Bill Morneau et Steve Mnuchin discuteront notamment d'une éventuelle taxe frontalière.

Bill Morneau à Washington

WASHINGTON - Le nouveau secrétaire au Trésor des États-Unis recevait mercredi à Washington son premier homologue étranger - et il s'agissait du ministre des Finances du Canada.
Steve Mnuchin a accueilli Bill Morneau dans l'édifice du Trésor, voisin de la Maison-Blanche. M. Mnuchin a affirmé que c'était un honneur pour lui d'accueillir un Canadien comme tout premier ministre des Finances d'un pays étranger. Le secrétaire américain a rappelé la longue histoire qui lie les deux pays, précisant qu'il avait hâte de travailler de plus près avec le ministre Morneau.

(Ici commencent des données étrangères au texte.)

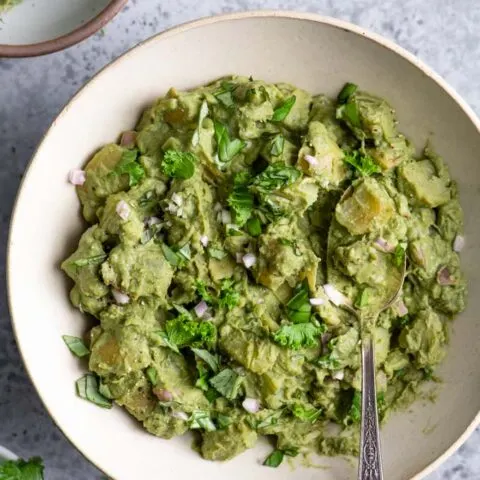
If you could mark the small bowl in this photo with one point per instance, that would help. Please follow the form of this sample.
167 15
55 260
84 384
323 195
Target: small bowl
38 27
316 53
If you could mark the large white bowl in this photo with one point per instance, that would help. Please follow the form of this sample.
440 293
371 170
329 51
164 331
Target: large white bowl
316 53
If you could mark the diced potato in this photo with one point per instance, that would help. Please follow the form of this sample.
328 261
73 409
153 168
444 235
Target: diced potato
367 209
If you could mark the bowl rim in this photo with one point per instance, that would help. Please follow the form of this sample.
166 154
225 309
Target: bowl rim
205 21
67 40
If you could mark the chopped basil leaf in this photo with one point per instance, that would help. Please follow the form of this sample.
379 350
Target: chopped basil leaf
345 93
87 388
274 459
177 164
213 361
128 165
283 110
241 202
94 260
309 414
299 309
152 375
254 227
362 164
276 176
277 145
226 148
227 383
76 346
300 335
200 420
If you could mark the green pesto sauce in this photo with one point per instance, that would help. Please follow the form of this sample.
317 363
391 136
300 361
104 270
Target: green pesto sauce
224 195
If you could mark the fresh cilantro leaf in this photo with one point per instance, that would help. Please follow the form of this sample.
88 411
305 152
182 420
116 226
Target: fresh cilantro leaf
283 110
276 176
300 335
277 145
226 148
200 420
364 165
213 361
299 309
274 459
152 375
309 414
128 165
94 260
346 92
87 388
241 202
22 469
177 164
227 383
229 297
76 346
183 331
399 255
254 227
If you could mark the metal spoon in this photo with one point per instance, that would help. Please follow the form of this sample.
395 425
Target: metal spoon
370 461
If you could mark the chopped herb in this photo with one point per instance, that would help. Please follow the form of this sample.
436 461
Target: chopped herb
276 176
254 227
227 383
200 420
128 165
399 255
76 346
309 414
213 361
226 148
346 92
363 164
152 375
177 164
87 388
217 253
94 260
277 145
299 309
283 110
300 335
22 469
241 202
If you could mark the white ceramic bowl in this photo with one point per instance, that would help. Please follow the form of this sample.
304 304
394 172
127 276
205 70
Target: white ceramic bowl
316 53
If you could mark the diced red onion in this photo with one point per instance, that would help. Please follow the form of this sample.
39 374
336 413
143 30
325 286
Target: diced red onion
251 405
444 277
163 395
180 415
383 245
311 160
122 209
458 243
128 138
201 309
335 296
249 260
204 240
77 177
120 297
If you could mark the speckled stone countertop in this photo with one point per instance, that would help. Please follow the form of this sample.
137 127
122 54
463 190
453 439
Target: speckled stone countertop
444 33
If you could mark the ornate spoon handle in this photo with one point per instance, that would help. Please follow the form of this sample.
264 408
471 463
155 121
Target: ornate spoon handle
370 464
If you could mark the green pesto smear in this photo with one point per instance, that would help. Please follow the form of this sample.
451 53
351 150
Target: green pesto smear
205 265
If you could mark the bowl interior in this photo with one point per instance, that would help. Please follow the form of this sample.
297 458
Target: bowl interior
35 21
302 50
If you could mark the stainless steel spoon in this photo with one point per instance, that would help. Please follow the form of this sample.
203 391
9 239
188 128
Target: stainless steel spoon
370 461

Les deux administrations auront beaucoup de pain sur la planche au cours des mois à venir. Les États-Unis jonglent notamment avec l'idée de réduire les taux d'imposition pour les entreprises et étudient plusieurs aspects d'une éventuelle taxe frontalière sur les importations, ce qui pourrait toucher le Canada de plusieurs façons.

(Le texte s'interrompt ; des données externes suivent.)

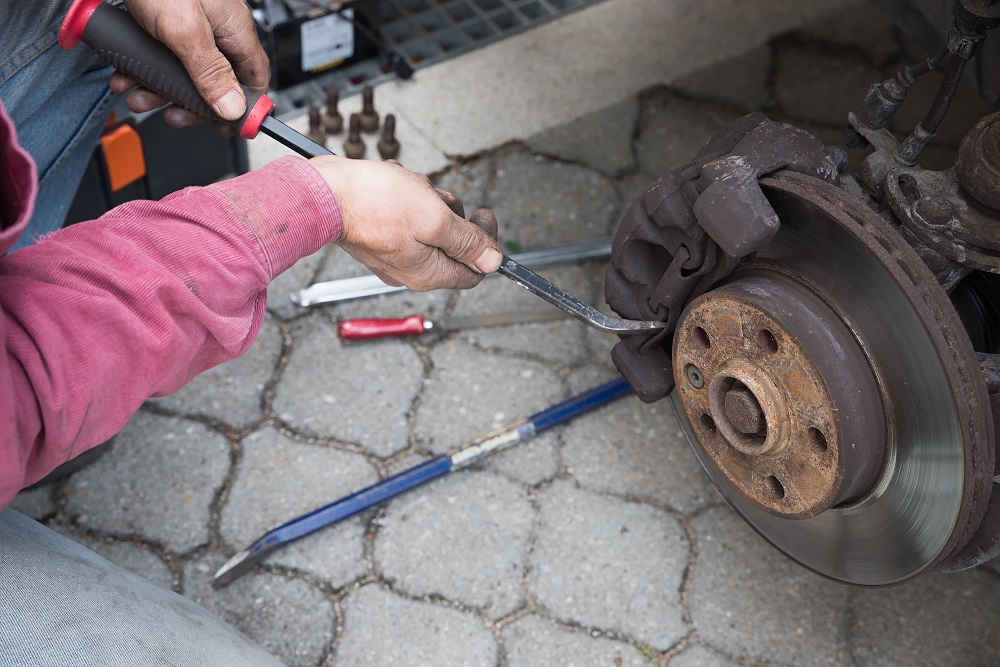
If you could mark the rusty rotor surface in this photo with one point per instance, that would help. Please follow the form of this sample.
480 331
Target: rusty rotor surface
928 495
783 408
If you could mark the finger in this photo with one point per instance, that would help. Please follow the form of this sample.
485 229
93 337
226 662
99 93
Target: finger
485 220
119 83
452 202
236 38
189 35
141 100
465 243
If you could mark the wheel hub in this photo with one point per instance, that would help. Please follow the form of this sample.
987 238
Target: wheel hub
775 405
832 396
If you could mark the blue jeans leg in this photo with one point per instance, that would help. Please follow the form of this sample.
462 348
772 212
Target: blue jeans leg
62 604
58 101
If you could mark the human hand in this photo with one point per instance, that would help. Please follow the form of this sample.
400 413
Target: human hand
404 230
216 41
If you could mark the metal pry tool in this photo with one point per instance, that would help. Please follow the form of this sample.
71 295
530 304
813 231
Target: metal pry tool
419 475
563 300
122 43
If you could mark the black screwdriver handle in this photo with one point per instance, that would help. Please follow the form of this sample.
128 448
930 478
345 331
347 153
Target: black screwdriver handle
122 43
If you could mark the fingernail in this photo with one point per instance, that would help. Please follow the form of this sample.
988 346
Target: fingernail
489 261
232 105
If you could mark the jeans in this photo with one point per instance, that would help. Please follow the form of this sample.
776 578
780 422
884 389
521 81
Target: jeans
58 101
62 604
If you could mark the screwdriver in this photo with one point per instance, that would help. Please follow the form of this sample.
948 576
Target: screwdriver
122 43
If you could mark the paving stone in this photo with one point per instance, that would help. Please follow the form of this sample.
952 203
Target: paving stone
637 449
673 130
157 483
601 140
463 538
559 341
699 656
384 629
540 203
821 88
531 462
935 620
259 500
992 566
609 564
738 576
394 304
740 82
330 389
298 277
862 25
288 617
36 503
471 393
128 555
469 183
231 393
532 641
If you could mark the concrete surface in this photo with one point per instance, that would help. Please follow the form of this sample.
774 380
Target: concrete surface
599 543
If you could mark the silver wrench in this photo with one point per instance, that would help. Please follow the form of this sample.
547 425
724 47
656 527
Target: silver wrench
563 300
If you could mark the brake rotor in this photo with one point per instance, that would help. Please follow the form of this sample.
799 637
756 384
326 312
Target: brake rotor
830 392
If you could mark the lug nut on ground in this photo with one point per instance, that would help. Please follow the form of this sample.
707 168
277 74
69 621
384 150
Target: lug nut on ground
332 119
388 146
369 117
316 131
354 148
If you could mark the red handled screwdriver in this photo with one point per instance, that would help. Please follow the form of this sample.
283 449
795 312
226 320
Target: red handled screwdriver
122 43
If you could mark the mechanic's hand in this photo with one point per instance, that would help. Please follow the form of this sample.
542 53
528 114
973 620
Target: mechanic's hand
404 230
212 38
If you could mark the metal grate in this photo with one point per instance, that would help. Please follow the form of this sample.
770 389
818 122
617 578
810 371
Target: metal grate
426 32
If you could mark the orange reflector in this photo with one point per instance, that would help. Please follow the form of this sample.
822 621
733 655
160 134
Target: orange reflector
123 156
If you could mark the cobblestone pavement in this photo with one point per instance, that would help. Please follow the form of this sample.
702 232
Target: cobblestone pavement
600 543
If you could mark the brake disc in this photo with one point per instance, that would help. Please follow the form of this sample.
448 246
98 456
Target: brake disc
830 392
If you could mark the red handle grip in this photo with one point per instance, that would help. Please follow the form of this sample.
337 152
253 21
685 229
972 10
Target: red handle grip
369 329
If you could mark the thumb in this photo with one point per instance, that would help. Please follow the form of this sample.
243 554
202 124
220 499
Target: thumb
468 243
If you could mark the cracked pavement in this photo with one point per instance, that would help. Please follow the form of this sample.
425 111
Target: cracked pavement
599 543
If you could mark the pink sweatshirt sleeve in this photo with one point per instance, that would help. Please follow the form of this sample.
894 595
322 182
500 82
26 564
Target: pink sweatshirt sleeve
102 315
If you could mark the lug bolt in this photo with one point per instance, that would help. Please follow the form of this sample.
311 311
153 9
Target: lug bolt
332 119
354 148
369 117
388 146
743 411
316 131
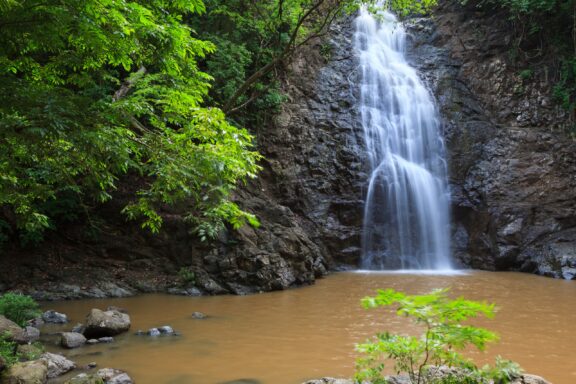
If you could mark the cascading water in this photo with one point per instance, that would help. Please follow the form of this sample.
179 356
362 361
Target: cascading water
406 218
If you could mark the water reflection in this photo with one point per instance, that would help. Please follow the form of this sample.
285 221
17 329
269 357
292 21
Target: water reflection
287 337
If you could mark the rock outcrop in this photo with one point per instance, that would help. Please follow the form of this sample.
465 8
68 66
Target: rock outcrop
512 167
29 372
106 323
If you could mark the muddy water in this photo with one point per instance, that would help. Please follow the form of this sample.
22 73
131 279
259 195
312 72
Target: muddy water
287 337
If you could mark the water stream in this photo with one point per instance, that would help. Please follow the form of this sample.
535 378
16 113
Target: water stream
289 336
406 218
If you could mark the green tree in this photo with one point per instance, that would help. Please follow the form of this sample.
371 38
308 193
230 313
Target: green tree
438 346
93 90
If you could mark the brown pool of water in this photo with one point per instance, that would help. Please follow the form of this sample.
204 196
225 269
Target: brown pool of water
290 336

Mais ces réformes font l'objet de vifs débats et la capitale américaine devrait aussi être passablement occupée avec le dossier de l'assurance maladie avant de pouvoir passer à un autre important dossier cher au Canada : l'avenir de l'Accord de libre-échange nord-américain (ALÉNA).
Certains observateurs notent cependant que tous ces dossiers sont liés : la taxe frontalière joue sans conteste dans la cour de l'ALÉNA, et l'administration de Donald Trump ne pourra annoncer l'ampleur d'une réduction de l'impôt des entreprises avant de déterminer comment elle remplacera « l'Obamacare ».

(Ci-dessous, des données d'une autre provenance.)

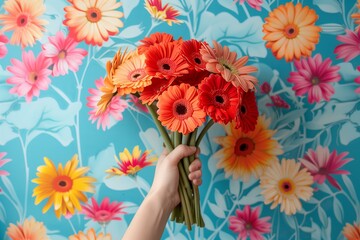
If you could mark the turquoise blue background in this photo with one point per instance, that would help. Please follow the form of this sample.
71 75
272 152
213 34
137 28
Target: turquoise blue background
335 124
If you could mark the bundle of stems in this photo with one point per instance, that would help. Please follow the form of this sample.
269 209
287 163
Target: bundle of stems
188 211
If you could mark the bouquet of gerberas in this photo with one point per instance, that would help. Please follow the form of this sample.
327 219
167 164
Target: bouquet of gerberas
184 84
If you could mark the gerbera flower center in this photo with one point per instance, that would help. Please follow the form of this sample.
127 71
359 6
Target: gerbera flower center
93 15
286 186
244 146
291 31
62 183
22 20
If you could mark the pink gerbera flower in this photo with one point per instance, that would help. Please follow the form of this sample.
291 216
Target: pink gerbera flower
3 41
113 111
253 3
248 224
322 164
314 76
29 76
63 54
104 212
351 47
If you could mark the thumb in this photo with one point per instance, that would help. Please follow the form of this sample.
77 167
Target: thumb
180 152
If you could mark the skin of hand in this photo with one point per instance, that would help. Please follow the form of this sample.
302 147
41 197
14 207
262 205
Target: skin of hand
150 220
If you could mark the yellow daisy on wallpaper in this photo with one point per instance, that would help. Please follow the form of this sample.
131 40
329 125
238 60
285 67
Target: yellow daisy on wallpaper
285 184
63 186
290 31
131 163
245 154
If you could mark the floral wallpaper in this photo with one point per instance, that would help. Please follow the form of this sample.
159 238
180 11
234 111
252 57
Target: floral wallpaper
293 176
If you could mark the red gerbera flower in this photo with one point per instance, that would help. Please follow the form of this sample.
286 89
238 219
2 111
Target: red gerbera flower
218 98
154 39
191 51
151 93
247 112
165 61
179 109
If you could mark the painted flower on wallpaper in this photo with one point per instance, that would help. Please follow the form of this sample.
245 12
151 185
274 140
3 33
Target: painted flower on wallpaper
29 75
64 187
29 230
131 163
3 49
90 235
23 18
314 77
247 154
104 212
218 98
322 164
247 223
247 112
351 231
252 3
221 60
356 16
350 48
164 13
63 54
93 21
113 111
178 109
285 184
166 61
290 31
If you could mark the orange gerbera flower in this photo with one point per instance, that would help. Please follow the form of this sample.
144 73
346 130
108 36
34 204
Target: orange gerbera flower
163 13
246 154
179 109
131 77
352 231
356 16
93 21
151 93
221 60
154 39
290 31
23 19
166 61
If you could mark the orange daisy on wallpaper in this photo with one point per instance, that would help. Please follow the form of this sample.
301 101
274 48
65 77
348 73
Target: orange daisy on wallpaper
154 39
285 184
166 61
63 186
23 20
131 163
290 31
163 13
247 154
356 16
93 21
222 60
351 231
178 109
131 77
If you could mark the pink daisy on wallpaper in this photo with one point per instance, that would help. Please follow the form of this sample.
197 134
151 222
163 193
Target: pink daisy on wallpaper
3 41
249 224
314 76
63 54
29 75
350 47
104 212
253 3
322 164
113 112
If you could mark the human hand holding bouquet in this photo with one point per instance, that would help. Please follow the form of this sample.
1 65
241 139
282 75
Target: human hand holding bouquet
184 84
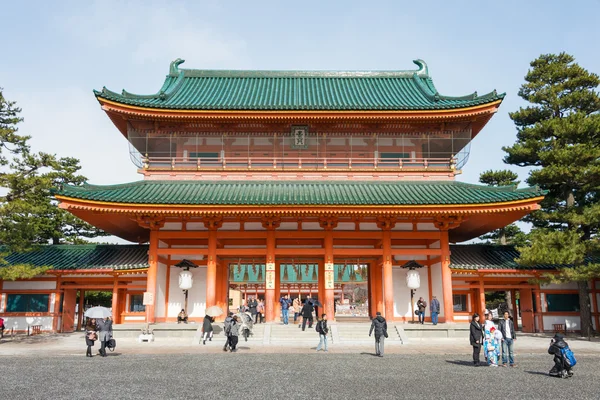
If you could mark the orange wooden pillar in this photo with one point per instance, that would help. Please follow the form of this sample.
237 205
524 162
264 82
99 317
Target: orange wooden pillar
326 275
211 268
388 279
446 277
115 302
222 287
526 303
481 302
270 275
538 310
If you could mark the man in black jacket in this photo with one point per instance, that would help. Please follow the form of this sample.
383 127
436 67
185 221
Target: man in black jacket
379 325
307 310
561 367
507 328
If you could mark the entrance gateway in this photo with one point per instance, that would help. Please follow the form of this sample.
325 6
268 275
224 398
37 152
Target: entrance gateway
289 181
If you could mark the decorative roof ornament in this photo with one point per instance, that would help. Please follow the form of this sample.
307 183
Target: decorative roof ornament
174 68
423 70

Au milieu de toutes ces inconnues, Bill Morneau a décrit sa rencontre de mercredi davantage comme le premier rendez-vous d'une importante fréquentation. Le ministre canadien n'a même pas voulu exprimer l'avis d'Ottawa sur une éventuelle réforme fiscale avant d'en connaître les détails. « Nous souhaitons pour l'instant établir une relation étroite afin qu'au moment venu, nous puissions discuter des mesures envisagées par le secrétaire Mnuchin et ses collègues », a indiqué M. Morneau après la rencontre.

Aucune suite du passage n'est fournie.